The final irony isn’t part of the book proper, it’s the “Note About The Author” at the end of the Fiftieth Anniversary Edition that I read. It mentions Bradbury's books in passing while dwelling on his TV and film credits:

Ray Bradbury has published some twenty-seven books -- novels, stories, plays, essays, and poems -- since his first story appeared when he was twenty years old. He began writing for the movies in 1952 -- with the script for his own Beast From 20,000 Fathoms. The next year he wrote the screenplay for It Came From Outer Space. In 1953 he lived in Ireland writing the script of Moby Dick for John Huston. In 1961 he wrote the narration spoken by Orson Welles for King of Kings, and the short animated film Icarus Montgolfier Wright, based on his story of the history of flight, was nominated for an Academy Award. Films have been made of his "Picasso Summer," The Illustrated Man, Fahrenheit 451, and Something Wicked This Way Comes. Since 1985 he has adapted his stories for his own half-hour show on USA Cable Television.
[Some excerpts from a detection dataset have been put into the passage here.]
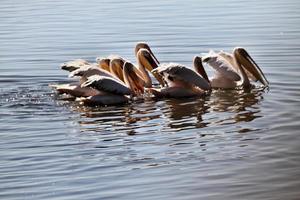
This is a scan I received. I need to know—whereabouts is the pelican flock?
[50,42,269,105]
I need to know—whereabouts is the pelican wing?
[153,63,210,90]
[69,65,113,78]
[203,51,241,81]
[81,75,132,95]
[218,51,257,81]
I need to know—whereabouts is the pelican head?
[233,47,269,86]
[134,42,159,64]
[109,56,125,82]
[123,62,145,96]
[96,57,110,71]
[60,59,90,72]
[193,56,209,83]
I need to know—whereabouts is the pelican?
[60,59,92,72]
[148,63,211,98]
[194,47,269,89]
[134,42,164,88]
[56,63,143,105]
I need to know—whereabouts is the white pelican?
[194,47,269,89]
[56,63,143,105]
[60,59,91,72]
[148,63,211,98]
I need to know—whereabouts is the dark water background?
[0,0,300,199]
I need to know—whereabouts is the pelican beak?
[193,56,209,83]
[123,62,145,95]
[233,47,269,86]
[109,58,124,82]
[97,58,110,72]
[137,48,165,86]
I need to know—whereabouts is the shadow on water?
[62,85,266,135]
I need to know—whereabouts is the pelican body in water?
[148,63,211,98]
[52,62,143,105]
[194,47,269,89]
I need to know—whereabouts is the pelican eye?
[168,76,174,81]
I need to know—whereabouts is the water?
[0,0,300,199]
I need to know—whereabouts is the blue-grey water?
[0,0,300,200]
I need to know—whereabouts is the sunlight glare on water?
[0,0,300,199]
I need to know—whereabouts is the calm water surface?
[0,0,300,199]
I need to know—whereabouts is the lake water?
[0,0,300,200]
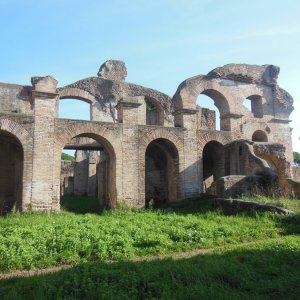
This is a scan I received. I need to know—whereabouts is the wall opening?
[145,138,179,207]
[0,130,24,214]
[196,89,230,131]
[60,134,116,212]
[252,130,268,142]
[58,98,92,121]
[243,95,263,118]
[202,141,225,191]
[145,97,164,126]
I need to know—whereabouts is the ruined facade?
[0,60,297,212]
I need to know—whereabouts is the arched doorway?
[58,98,92,121]
[252,130,268,142]
[145,97,164,126]
[196,89,230,131]
[60,133,116,207]
[243,95,263,118]
[145,138,179,207]
[0,130,24,214]
[202,141,225,191]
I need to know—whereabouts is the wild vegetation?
[293,152,300,164]
[0,197,300,299]
[61,152,75,160]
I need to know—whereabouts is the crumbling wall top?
[97,60,127,81]
[207,64,280,85]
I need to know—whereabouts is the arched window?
[58,98,91,121]
[252,130,268,142]
[145,97,164,126]
[60,133,116,212]
[145,138,179,207]
[0,130,24,214]
[243,95,263,118]
[196,89,230,130]
[202,141,225,190]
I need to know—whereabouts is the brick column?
[31,76,59,210]
[174,109,202,198]
[116,97,146,206]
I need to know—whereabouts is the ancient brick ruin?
[0,60,300,212]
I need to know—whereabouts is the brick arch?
[54,121,122,207]
[138,128,184,201]
[173,75,232,116]
[244,123,273,142]
[139,128,183,155]
[0,119,32,151]
[197,131,232,159]
[0,119,33,211]
[58,88,96,105]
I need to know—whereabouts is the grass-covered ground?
[0,237,300,300]
[0,198,300,299]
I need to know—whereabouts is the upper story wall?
[0,83,33,114]
[172,64,293,149]
[58,60,173,126]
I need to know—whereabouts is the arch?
[145,96,164,126]
[0,130,24,215]
[58,88,96,105]
[55,120,122,207]
[145,138,179,207]
[0,118,33,211]
[202,141,225,191]
[252,130,268,142]
[57,98,92,121]
[59,133,116,207]
[244,94,264,118]
[139,128,184,201]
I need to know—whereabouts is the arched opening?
[243,95,263,118]
[145,138,179,207]
[0,130,24,214]
[252,130,268,142]
[58,98,92,121]
[196,89,230,131]
[60,134,116,212]
[202,141,225,191]
[145,97,164,126]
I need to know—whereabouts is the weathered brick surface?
[0,61,298,210]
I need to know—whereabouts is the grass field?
[0,198,300,299]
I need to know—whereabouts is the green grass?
[242,195,300,213]
[0,199,300,272]
[0,236,300,300]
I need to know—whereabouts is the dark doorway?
[0,131,23,214]
[203,141,225,191]
[145,138,179,207]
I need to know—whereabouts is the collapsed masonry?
[0,60,300,212]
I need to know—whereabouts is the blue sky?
[0,0,300,152]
For a famously technophobic author who told his Salon interviewer, “You can't have a civilization without that, can you? If you can't read and write you can't think. Your thoughts are dispersed if you don't know how to read and write”, Bradbury seems to have gone over to the Dark Side. If this were his Fahrenheit 451 future, he'd be one of the people grinding out the pap for those immersive TV screens, ensnaring housewives in their web of banality.